How To Shoot Mouthwatering Food At Home When There Is No Natural Light?

March 2, 2017

This article helps you take stunning food photos at home without a tent. It works even when there is not enough natural lighting at your place.


A lot people make really good cuisines. Thanks to smartphones, we can easily take cool pictures of the food, add a filter and immediately upload to social media. Boom, 50 likes in 1 minute. Smartphone food photos are just perfect for social media. 


Taking photos with a camera requires just a little more work, but the result is even more promising. DSLR cameras give a shallower depth of field (that is, blurry background or foreground while the food is sharp and in focus) and higher resolution. If you are a food blogger or run a food website, and require more than just sharing photos in Snapchat or Instagram, you should probably consider taking food photos with a camera instead of smartphone.


There are so many ways to take great food photos, I would narrow down all the tips to 4 points:


1. Good Lighting

Use side light. Side light is the best form of light in food photography as it gives definition and sets contrast on the food. 


2. The Camera Setting

You don't want just the apple of your fruit salad to be in focus while the blueberries are out of focus. Don't go for the widest aperture even you desire a blurry background. F5.6 to F8 still give you a blurry background or foreground when you get closer to the food, but more portion of the food will be in focus.


3. The Presentation of Food

Believe it or not, the food itself is the key to success. Pick foods with accent colors in your recipe (e.g persimmons + kale; lemon sorbet + mint toppings), purchase nice table clothes, plates and utensils, be creative in your food presentation.


4. Composition

There might be 2 million tips to great food photo composition, but let's just be simple. Use the Rule of Thirds, it is the easiest way to get a promising result.


Now, I'm going to demonstrate a simple setup at home to photograph food, when there is little or no natural light in the house.


What you need:

1. A Flash

2. Triggers (to fire the off-camera flash)

3. A filter--It can be a white bed sheet, or the translucent body of a reflector (without the silver cover)

4. A reflector to bounce off the shadow


Scenario 1--There is Just a Little Amount of Natural Light


In a sunny day, I can put the food near the window to source natural light. But yesterday was a rainy day and the light outside wasn't enough to make my photo look beautiful.

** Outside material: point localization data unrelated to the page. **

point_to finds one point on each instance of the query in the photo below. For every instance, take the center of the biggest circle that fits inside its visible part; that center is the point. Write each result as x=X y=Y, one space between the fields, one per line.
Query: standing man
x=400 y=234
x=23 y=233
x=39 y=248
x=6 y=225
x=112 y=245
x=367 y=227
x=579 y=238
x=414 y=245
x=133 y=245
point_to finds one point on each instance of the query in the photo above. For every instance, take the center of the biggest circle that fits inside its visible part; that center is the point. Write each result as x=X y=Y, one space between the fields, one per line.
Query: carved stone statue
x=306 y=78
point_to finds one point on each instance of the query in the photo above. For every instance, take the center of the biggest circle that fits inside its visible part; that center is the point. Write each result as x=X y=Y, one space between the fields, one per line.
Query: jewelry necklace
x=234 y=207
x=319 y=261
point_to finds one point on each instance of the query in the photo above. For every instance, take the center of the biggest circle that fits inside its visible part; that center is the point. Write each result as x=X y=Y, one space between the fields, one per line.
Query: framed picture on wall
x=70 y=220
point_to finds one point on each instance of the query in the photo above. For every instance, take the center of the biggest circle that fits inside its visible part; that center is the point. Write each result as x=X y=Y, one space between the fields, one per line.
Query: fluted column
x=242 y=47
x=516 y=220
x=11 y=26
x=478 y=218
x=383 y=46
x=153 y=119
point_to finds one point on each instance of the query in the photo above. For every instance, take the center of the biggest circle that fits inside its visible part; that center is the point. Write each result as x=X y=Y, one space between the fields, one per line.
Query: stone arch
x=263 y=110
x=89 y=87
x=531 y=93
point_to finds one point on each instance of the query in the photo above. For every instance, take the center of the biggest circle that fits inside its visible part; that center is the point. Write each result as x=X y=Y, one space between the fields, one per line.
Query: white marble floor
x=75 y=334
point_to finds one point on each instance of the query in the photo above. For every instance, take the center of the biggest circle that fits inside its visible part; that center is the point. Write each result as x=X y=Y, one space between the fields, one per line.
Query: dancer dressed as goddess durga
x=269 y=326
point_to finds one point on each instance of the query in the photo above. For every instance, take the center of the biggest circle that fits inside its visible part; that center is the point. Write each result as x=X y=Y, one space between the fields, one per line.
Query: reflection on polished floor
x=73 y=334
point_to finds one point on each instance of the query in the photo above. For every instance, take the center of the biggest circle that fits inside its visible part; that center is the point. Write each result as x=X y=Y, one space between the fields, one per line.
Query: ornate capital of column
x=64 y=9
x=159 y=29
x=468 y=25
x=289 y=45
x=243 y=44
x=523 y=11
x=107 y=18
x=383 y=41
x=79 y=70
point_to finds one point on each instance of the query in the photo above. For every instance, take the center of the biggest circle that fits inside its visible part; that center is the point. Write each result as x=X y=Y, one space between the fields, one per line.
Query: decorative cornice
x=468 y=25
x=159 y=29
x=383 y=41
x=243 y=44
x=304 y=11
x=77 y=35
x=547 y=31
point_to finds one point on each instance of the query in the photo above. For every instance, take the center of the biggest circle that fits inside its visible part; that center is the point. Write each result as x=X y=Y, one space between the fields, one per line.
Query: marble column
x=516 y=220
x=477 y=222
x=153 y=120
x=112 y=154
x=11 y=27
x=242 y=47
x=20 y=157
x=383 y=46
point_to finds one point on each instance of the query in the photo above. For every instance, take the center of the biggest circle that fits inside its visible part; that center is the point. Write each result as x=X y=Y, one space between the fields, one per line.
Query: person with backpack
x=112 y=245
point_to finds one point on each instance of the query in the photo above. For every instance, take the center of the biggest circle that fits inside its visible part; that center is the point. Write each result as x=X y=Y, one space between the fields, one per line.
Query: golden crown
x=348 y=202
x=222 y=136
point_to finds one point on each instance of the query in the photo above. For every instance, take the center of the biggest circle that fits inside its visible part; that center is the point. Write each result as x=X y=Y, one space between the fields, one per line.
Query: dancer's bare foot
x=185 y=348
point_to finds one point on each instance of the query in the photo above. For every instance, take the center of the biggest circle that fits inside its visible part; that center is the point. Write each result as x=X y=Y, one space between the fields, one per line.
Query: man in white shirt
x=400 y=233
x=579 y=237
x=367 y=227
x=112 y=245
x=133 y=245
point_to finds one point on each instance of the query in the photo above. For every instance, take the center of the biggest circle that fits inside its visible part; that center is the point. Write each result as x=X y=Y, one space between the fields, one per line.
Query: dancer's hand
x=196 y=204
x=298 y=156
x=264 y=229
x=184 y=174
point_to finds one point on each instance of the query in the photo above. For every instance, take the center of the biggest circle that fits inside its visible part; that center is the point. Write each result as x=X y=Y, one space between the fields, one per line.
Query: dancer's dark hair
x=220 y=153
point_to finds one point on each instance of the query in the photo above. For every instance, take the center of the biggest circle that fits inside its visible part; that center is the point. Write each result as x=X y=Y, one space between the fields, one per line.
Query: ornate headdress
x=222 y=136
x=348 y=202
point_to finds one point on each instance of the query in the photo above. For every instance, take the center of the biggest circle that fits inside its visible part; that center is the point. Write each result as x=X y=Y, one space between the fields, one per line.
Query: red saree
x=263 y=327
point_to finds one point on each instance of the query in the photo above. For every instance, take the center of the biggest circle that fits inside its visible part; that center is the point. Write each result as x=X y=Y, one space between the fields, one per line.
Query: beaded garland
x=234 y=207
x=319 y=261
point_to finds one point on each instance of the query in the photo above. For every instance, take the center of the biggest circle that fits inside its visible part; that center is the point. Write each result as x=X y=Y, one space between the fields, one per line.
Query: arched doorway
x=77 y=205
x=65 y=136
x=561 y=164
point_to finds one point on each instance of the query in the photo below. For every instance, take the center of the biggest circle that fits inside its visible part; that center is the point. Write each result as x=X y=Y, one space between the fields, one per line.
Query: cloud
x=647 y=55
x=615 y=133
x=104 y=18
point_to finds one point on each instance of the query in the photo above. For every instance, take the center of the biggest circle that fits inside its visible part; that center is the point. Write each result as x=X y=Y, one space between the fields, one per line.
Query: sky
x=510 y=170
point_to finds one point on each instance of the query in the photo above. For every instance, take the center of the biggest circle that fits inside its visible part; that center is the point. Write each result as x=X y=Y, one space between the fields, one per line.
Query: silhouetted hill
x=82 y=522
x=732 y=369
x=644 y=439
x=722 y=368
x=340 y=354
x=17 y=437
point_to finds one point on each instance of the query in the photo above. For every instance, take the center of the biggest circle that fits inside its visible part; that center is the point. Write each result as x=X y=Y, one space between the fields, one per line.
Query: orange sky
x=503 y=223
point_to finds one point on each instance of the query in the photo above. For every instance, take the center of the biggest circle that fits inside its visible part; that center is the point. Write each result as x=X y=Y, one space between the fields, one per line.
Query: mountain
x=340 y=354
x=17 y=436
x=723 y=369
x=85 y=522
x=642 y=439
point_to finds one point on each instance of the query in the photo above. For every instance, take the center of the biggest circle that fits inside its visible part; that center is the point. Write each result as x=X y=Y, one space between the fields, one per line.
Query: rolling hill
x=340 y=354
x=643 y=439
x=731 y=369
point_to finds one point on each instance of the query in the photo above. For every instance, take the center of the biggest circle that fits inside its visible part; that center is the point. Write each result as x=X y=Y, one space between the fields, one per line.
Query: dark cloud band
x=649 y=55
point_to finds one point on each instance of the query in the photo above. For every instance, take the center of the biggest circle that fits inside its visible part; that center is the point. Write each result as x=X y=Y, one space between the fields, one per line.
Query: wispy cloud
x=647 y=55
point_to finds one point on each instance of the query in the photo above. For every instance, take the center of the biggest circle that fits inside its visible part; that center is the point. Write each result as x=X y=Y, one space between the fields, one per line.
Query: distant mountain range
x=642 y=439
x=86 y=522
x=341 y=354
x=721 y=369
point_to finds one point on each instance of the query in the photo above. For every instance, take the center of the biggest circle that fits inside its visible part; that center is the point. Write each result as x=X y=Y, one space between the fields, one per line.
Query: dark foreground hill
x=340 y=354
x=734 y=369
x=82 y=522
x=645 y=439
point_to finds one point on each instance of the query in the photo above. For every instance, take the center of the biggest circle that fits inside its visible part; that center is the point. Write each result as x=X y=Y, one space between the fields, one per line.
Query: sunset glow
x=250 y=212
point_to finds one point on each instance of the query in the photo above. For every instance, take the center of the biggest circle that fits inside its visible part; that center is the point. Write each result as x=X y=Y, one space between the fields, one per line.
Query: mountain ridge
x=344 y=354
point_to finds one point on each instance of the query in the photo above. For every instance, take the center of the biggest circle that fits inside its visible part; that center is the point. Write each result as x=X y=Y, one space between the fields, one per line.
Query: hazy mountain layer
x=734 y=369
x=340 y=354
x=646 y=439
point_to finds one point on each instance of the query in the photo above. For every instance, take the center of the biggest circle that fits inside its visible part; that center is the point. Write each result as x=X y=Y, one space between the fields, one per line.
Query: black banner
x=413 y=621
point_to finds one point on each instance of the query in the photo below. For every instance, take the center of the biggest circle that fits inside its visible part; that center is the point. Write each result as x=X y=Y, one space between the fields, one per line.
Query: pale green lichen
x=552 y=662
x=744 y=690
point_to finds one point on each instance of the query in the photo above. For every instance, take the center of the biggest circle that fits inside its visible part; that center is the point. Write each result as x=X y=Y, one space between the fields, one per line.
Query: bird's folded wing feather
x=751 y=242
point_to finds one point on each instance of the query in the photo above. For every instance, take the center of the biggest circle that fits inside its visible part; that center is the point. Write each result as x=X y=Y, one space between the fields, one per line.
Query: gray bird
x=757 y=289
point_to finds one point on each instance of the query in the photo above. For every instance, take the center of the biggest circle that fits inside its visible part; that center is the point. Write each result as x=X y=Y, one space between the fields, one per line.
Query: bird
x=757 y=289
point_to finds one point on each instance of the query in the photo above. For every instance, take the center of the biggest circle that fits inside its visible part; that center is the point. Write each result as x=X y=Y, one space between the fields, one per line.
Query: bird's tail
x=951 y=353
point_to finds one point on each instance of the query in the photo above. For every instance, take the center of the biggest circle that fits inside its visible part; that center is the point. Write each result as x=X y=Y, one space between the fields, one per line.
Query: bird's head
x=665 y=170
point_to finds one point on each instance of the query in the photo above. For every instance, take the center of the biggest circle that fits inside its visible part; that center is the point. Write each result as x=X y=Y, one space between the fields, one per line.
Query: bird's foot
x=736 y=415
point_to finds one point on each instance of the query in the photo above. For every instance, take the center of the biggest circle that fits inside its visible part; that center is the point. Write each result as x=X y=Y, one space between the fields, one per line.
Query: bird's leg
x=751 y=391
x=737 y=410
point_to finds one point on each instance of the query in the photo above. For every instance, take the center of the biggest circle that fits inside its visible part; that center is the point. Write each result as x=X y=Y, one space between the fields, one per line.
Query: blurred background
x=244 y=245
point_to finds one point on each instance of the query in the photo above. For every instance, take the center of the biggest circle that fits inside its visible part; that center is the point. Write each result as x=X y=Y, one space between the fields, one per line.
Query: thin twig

Thus, I did the below setup. I plugged the triggers on my flash and camera so when I press the camera shutter, the flash will fire accordingly. The role of the flash here is to "pretend" to be natural light coming from the window when I didn't have enough sunlight in a rainy day. With a flash, you can always create a situation as if you are shooting in a happy and sunny day! I used a translucent filter to diffuse or modify the flash light so it would land softly on my food. Note that the filter has to be close to the food you're shooting. In this setting, I did not use a reflector. If you add a reflector, it should be placed opposite to the light source to bounce off the strong shadow at the other side.



Flash power output 1/8

Camera ISO: 1600

Aperture: F8

Shutter speed: 1/200s

White balance: 5000K (it can be 6000K+ if you are looking for a warmer tone like a bright sunny day)



The Result (no post-editing)

 If White Balance was set at 7000K, you'll get a warmer and yellowish tone like this:


If we shoot under insufficient natural light (without a flash, and the ISO was already pushed up to 3200):


 If we just use a flash without a translucent filter, the light will be hard and you can see the nasty contrast and shadow on the food. The filter acts as a modifier to soften the light.



Scenario II--Dark kitchen, little or no light condition


Even though you have no natural light at all or your kitchen is too dark, you can still take nice food photos with the same setup and get the same result.


The result is just impressive as scenario 1.

Mixed light (that means having both flash light and kitchen lamp light) would mess up the white balance of the photo. So, it is actually a good news if your lamp light is weak! If you have good lamp light at where you're going to take the photo, I would suggest you dim or even switch off these lights and use the flash as the main source of light.